Before everything else, getting ready is the secret of success.
Henry Ford.

Many of us doing Agile do not understand that it is primarily business mindset, rather than just another methodology to deliver software. Balance and sustainability of constructive conflict (key driver of any prosperous business) is the secret sauce to implement Agile successfully.
Let me explain it from practical business perspective. I will drift away from IT and software now…

Imagine you’re running business delivering…. car repair services to your customers.

It is your interest to deliver services fast and having quality in, so that you retain your customers and attract more (as it’s known that satisfied customer may bring 1 or 2 others, while dissatisfied one may stop other 8 coming to you). On one hand the more services you deliver, the more money you get, so you will push for more. But if you start pushing harder than your team is capable of, your service quality will start to suffer and this will obviously cause problems with your customers.

So you will try to get as much as possible given your conditions, while keeping quality in.

Now let us look at it from your customers perspective…

They want to have their car repaired cheap, fast with quality in. When you say your’re busy this week and cannot take their car, they will consider someone else’s services, rather then agree waiting that log (reality of market competition);

So, there is conflict of interests and mismatch between demand and offer.

It drives 2 things:

  • Your business development (we need to improve our service to deliver faster/more/cheaper);
  • Your customer’s expectations (maybe these repairs are not doable that fast/that much/that cheap);

Two consequences out of that:

  • When there is no demand, why should you care to do more/faster/cheaper?
  • When there is no chance to change your customers expectations either you’re doing poor job or your customer won’t likely get any better services with reasonable price anywhere else (task for your client managers to drive customer’s expectations).

So mismatch of those two creates conflict of interests that drives change.

The art is to understand to what extent you’re capable to improve things at your business given your current circumstances, while managing your customers expectations in the way to have control over gap between your offer and your customer’s demand.

Controlling this implies another important thing: ability to recognize challenge that you will fail taking (you should constructively resist) and challenge you’re able to overcome (and should take) to improve and continue managing “the gap”.

If you do not understand this you will end up bad. Either you will not be able to deliver quality in to your customers or you will be “beaten” by your competitors. In both cases you will end up being out of business :(.

Now let’s come back from cars to software and Agile

Customer is Product Owner (PO), while your business is your development team. The more you think business-wise and consider your team a business the better your team will be satisfying your PO.

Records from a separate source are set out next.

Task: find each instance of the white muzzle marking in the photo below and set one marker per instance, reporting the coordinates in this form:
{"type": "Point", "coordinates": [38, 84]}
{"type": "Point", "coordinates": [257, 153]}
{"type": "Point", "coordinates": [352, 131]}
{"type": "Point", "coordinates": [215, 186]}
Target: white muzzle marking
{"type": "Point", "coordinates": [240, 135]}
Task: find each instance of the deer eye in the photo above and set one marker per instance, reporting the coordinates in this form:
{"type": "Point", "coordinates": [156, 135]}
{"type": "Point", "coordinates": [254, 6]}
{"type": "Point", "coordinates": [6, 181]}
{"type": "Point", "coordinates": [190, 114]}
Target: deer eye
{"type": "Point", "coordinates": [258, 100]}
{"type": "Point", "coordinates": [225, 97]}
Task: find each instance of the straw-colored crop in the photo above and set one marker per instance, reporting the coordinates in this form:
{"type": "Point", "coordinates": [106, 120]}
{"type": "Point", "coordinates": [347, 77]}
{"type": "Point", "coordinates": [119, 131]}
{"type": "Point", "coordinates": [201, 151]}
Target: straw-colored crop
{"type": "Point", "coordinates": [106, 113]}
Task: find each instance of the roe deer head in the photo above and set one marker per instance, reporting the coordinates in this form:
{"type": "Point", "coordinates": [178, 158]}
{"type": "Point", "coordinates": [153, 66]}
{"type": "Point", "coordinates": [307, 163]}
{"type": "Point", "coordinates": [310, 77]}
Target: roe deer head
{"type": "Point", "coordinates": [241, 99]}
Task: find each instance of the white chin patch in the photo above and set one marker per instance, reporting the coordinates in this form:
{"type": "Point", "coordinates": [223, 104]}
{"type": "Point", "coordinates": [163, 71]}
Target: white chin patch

So it is as easy as managing just 2 things:

  • Your PO’s expectations;
  • You development (quality and predictability);

Agile is just business common-sense mindset, nothing else! So to implement it right start from considering that you run a business in a highly competitive market with goal to satisfy your customer.

And mind that there is difference between pleasing and satisfying your customer, so argue, stand for your point, do not let compromise quality, do never over-commit, protect your ability to deliver, manage expectations, and … satisfy. If you do not follow these simple business rules and will focus on just pleasing your customer (or PO) just as in business you will end up not being able to manage what you’re responsible for – QUALITY.